During the recent Santa Ana winds, according to the company’s filings with the state, about 25,000 accounts were shut off, ranging from a few minutes to a couple days. It was a fraction of what many PG&E customers experienced.

Going forward, Winn said the company knows there’s a need among medically vulnerable customers for more backup generators. It’s also looking to underground more of its power lines and looking at technology that can quickly shutoff electricity to a fallen wire before it hits the ground.

Jesse Marx

Challenges to Laws on Felony Murder, Sanctuary and Trump Taxes

Prosecutors around the state, including the San Diego County District Attorney’s Office, have argued that a new state law amending the felony murder rule is unconstitutional. Under the previous rules, a person who played a relatively minor role in a crime that resulted in murder could be held responsible for the murder.
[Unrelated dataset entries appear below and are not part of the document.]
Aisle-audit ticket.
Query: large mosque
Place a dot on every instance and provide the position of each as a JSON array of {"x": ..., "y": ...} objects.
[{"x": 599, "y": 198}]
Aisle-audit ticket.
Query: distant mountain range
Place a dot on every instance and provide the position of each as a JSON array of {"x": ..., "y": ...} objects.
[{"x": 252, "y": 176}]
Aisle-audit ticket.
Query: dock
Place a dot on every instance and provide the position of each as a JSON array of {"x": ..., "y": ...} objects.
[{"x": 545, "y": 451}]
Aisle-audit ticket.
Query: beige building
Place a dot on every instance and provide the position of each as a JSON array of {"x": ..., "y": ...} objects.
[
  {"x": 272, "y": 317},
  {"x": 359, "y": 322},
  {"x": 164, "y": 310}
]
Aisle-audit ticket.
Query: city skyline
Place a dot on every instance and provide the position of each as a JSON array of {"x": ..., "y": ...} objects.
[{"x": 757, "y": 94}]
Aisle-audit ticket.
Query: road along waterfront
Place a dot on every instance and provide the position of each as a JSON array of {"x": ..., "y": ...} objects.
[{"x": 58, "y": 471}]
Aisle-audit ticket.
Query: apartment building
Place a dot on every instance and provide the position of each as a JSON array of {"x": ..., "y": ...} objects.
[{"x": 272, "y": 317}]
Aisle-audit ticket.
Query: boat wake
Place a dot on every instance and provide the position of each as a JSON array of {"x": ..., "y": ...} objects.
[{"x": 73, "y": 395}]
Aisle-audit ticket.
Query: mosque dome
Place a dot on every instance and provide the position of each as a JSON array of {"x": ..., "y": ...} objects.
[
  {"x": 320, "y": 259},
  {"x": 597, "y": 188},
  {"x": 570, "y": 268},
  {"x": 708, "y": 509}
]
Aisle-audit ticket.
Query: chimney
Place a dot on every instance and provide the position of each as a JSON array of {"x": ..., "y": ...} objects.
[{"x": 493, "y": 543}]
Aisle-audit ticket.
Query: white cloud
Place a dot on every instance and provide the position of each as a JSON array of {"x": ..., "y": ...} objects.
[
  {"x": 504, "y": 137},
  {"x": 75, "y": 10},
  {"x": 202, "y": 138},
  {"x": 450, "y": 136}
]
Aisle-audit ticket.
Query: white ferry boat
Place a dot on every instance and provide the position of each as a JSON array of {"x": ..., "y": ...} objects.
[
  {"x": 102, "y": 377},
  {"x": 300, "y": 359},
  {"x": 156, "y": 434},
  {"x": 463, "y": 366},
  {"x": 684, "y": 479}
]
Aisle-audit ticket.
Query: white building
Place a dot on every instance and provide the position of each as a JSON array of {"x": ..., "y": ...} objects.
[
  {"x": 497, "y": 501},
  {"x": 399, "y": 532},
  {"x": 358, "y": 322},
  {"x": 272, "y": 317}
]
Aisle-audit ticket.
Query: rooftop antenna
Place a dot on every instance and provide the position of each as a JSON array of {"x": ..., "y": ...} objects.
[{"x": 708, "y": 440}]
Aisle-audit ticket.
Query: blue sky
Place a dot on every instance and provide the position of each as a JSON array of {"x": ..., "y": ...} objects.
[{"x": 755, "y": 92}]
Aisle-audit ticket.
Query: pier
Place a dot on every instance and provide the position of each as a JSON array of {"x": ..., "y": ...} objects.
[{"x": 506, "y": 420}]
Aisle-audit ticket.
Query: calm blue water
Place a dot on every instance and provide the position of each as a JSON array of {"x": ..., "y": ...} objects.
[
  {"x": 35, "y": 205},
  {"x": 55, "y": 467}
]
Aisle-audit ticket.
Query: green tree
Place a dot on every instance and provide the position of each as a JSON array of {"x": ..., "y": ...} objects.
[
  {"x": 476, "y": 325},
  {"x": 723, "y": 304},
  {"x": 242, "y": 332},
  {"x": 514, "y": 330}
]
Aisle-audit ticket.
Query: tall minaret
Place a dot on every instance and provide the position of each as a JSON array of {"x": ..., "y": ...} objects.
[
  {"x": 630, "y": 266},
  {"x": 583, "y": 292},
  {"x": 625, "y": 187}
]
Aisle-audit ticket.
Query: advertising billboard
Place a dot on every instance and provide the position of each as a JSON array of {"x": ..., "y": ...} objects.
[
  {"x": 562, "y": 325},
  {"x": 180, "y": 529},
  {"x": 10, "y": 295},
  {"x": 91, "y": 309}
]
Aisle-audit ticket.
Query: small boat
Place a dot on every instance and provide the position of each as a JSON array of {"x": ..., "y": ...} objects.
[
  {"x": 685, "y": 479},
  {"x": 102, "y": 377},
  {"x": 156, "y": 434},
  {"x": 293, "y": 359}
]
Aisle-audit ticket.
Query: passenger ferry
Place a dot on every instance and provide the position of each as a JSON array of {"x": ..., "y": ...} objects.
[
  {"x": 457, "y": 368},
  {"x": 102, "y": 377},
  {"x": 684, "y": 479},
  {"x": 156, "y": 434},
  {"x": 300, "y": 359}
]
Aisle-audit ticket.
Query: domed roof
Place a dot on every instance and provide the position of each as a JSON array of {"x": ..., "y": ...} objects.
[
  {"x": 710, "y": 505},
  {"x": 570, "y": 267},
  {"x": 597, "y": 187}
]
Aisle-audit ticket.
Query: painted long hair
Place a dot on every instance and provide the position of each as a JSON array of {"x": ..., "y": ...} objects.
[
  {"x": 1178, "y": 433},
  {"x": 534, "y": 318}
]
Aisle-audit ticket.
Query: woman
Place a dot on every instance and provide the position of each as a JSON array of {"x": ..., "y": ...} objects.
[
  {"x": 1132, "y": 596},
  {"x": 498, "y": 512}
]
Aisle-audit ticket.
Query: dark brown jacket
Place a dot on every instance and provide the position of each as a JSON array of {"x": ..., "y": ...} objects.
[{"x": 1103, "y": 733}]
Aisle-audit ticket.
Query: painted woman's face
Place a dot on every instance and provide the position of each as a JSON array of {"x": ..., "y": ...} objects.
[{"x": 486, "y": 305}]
So, for example, someone who helped plan a robbery – but didn’t actually kill anyone – could be treated the same as the actual killer. That’s, in fact, what happened to Adnan Khan, the first person released under the new law and who’d helped campaign for reforms while in prison. Khan was found guilty only of intent to commit a robbery. But because of the old felony murder rule, his sentence was for first-degree murder.

This week, California’s Fourth District Court of Appeal rejected the San Diego DA’s office’s argument that the law inappropriately amended two voter-approved initiatives.

“Justice won today,” state Sen. Nancy Skinner said in a statement. “The appellate court got it right: SB 1437, which reformed California’s old, unfair felony-murder rule, is clearly constitutional. With this decisive decision, I urge district attorneys throughout California to drop their challenges and join with AG Xavier Becerra in enforcing the state’s new felony-murder statute.”

I asked DA’s office spokesman Steve Walker whether they plan to appeal the ruling further.

“We’re currently reviewing the court’s decision,” he wrote in an email.

Meanwhile, San Diego County supervisors are still siding with the Trump administration over the state’s so-called sanctuary laws that seek to limit local law enforcement’s interactions with federal immigration authorities.

They voted this week to join an amicus brief supporting the Trump administration’s challenge to the law before it’s submitted to the U.S. Supreme Court. A federal appeals court mostly upheld the laws earlier this year.

And Trump won a round against California this week.

The California Supreme Court unanimously ruled that a new state law requiring presidential candidates to disclose their tax returns in order to appear on the primary ballot violates the state Constitution.